7. A lubricant composition according to claim 1 wherein the ratio of arylene sulfide polymer to metal salt is from about 1:9 to about 9:1.

8. A lubricant composition according to claim 1 wherein a minor proportion of graphite is added to the composition.

9. A lubricant composition according to claim 1 wherein the lubricating grease is selected from the group consisting of lithium base greases, aluminum complex base greases, calcium complex base greases, barium greases and clay base greases.

10. A lubricant composition according to claim 1 wherein a minor amount of an inorganic pigment is added to the composition.

11. A lubricant composition according to claim 2 wherein a mixture of metal salts comprising calcium carbonate and dicalcium phosphate is incorporated in the composition.
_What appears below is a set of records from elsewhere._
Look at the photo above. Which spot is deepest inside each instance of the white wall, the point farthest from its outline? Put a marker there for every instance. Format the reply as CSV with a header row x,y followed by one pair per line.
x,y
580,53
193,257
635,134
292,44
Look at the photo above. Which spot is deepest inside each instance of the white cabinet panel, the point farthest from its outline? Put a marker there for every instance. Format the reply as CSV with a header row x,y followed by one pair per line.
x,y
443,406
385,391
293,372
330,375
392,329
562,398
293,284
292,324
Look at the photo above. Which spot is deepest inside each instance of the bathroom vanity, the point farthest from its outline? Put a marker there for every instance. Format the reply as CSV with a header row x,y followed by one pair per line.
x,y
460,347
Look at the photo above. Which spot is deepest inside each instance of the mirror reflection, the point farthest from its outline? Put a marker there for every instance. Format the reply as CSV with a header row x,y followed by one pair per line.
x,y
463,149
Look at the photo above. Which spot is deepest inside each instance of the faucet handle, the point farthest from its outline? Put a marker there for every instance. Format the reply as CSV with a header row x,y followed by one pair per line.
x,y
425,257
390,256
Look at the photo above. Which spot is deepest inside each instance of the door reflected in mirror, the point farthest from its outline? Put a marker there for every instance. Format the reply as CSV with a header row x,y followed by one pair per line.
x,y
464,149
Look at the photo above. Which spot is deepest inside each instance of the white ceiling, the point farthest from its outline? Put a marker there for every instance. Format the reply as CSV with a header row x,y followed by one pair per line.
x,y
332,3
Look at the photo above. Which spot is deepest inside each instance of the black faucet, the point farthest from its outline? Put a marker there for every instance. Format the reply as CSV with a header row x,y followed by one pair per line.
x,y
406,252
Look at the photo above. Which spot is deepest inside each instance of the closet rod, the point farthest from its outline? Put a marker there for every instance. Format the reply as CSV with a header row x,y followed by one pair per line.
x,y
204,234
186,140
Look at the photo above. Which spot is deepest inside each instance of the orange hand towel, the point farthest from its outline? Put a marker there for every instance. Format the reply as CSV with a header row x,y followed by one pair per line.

12. A lubricant composition according to claim 10 wherein the inorganic pigment comprises a mixture of ferric oxide, carbon black and titanium dioxide.

13. A lubricant composition according to claim 1 wherein the metal salt is aluminum phosphate, ferric orthophosphate or cadmium phosphate.

14. A lubricant composition according to claim 1 wherein the polymer is in the form of a powder, the average particle size of which is in the range of 50 to 150 mesh.